Was Air France flight brought down by turbulence or hail?
100 m.p.h. winds, hail, and rain might have brought Flight 447 down, says a former Air Force meteorologist.
Was Air France flight 447 brought down by a 100 m.p.h. updraft?
Or were its two jet engines snuffed out by hail or heavy rains?
In the absence of a black box, the leading theory now is that the Airbus 330-200 was brought down by a 300-mile-wide band of tropical thunderstorms that it could fly neither around nor over.
Brazil's defense minister confirmed Tuesday afternoon that military planes found a three-mile path of wreckage in the Atlantic, hundreds of miles from Fernando de Noronha, a Brazilian archipelago.
Professional pilots and meteorologists are digging through the available data – flight routes, satellite images, aircraft specifications, and weather reports – and spinning out several likely causes.
One of the most detailed and cogent pieces of analysis of Flight 447’s last minutes – winning the praise of pilots around the world – is a blog by Tim Vasquez.
Mr. Vasquez is a former US Air Force meteorologist. He now consults and publishes weather forecasting texts and software.
Vasquez plots the likely flight path of Air France 447 and overlays it on satellite imagery and weather reports in the area at the time:
It appears AF447 crossed through three key thunderstorm clusters: a small one around 0151Z, a new rapidly growing one at about 0159Z, and finally a large multicell convective system (MCS) around 0205-0216Z. Temperature trends suggested that the entire system was at peak intensity …
Air France says that it received an automated message from Flight 447 reporting electrical faults and loss of pressurization. Vasquez says that message was sent just as the jet was nearing the final edge of the storm cells, but after being battered by turbulent updrafts as high as 100 mph for about 12 minutes (or 75 miles).
Several pilots, in comments on his site, agree that turbulence was probably a factor.
AccuWeather.com, a private forecasting firm, issued a statement Tuesday, offering a similar theory based on its own data:
The plane appears to have flown into or near a large cluster thunderstorms that were in the development stages northeast of Fernando De Noronha, which is located off Brazil's northern coast, and along the Intertropical Convergence Zone (ITCZ), the belt of low pressure that surrounds the Earth at the equator.
Based on weather information from Fernando De Noronha, the updrafts associated with the thunderstorms may have reached up to 100 m.p.h. Such an updraft would lead to severe turbulence for any aircraft. In addition, the storms were towering up to 50,000 feet and would have been producing lightning.
At its last check-in time, the Air France aircraft was flying at 35,000 feet. A check of the Airbus 330-200 specifications shows that the aircraft has a ceiling of 41,000 feet.
It couldn’t fly above a thunderstorm with a 50,000-ft. top. It would have been using its onboard radar to try to pick a path through the storm cells.
Vasquez also makes note of another possible cause: The jet engines were shutdown by rain or hail.
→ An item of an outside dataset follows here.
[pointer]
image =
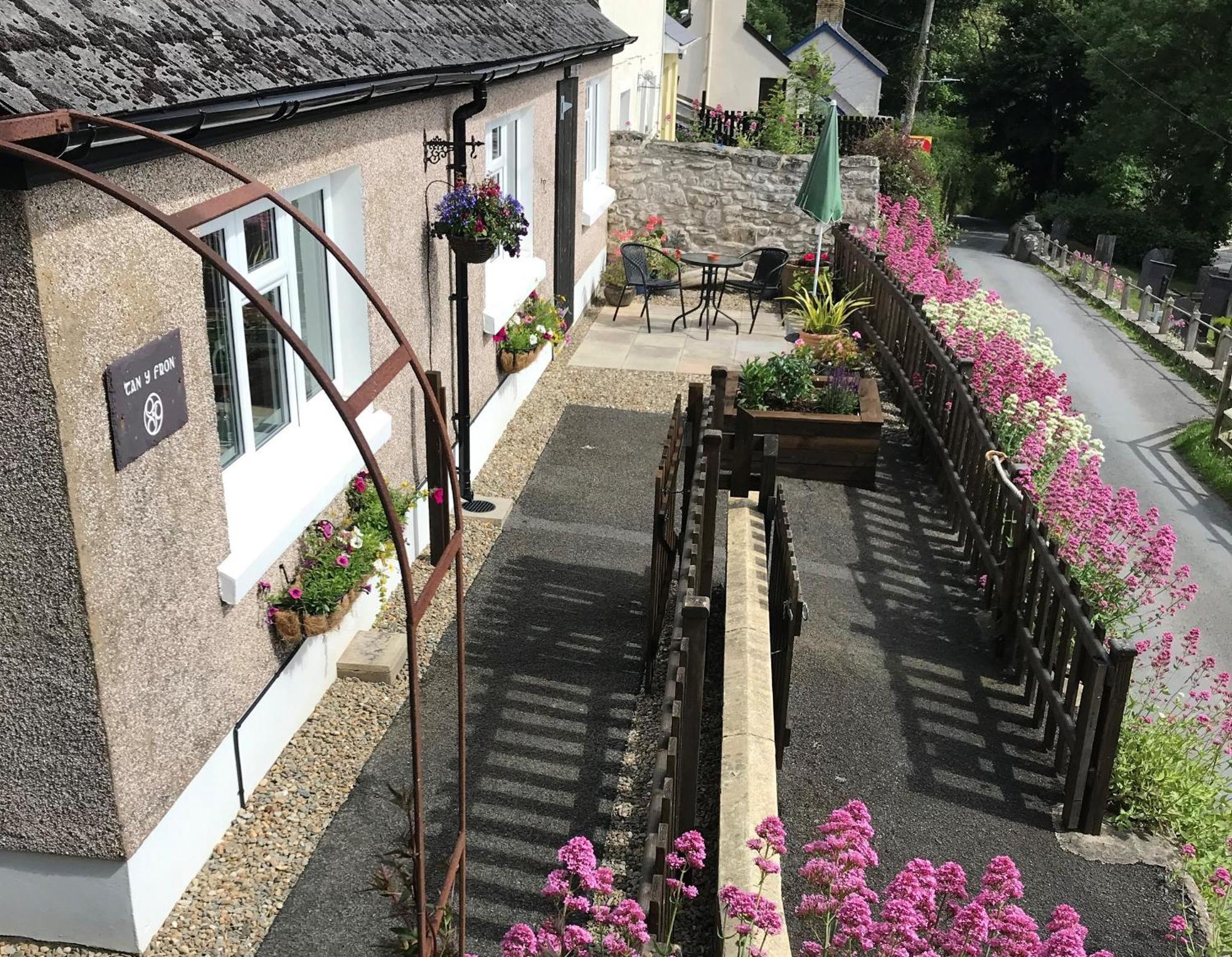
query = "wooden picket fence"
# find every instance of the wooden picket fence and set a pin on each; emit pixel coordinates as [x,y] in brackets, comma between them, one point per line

A dual engine flameout due to precipitation or ice ingestion is a noteworthy possibility as has been discussed on other sites
(specific to the A330 type too). The precipitable water content in any tropical weather system can run very high.
Vazquez says that lightning may also have been a factor. And Accuweather raises the same point:
Tropical thunderstorms and the lightning patterns generated by them are different from storms that typically occur over the United States. Studies have shown that the top region of tropical thunderstorms is highly charged and more conducive to lightning, which indicates that an airplane flying near the top of a tropical thunderstorm could be more susceptible to a lightning strike. Tropical thunderstorms are also notorious for producing frequent cloud-to-cloud, as well as cloud-to-air lightning.
But commercial pilots and aviation safety experts say that such jets are designed to take lightning strikes without significant damage. Still, the fact that this was a fly-by-wire aircraft (where the control surfaces are moved by electrically signaled controls, rather than cables, chains, and pulleys) raises doubts among some pilots.
Most pilots, in the absence of more information, are leaning toward turbulence or engine flameout as the most likely causes of AF447’s demise.
But there is at least one faction within the meterological community that disagrees with the theory that the Air France jet was brought down by a storm.
The World Meteorological Organisation (WMO) says that two Lufthansa jets – heading from South America to Europe – flew through the same area where the thunderstorms were reported, about half an hour before the AF447.
The two aircraft collected wind and temperature information during their flight as part of a WMO program.
On Monday, a source with access to the data transmitted to WMO told Reuters in Paris that the two jets passed through turbulence before and after the plane without incident….
More than 5,000 aircraft collect data under WMO's Aircraft Meteorological Data Relay Programme (AMDAR). The two Lufthansa jets participated in the system, but not the Air France flight, according to the Geneva-based United Nations agency.
But Herbert Puempel, chief of the WMO's aeronautical meteorology division, also told Reuters that thunderstorms tend to be very localized. If one plane reports turbulence, another one passing through the same area even shortly afterward is unlikely to experience it.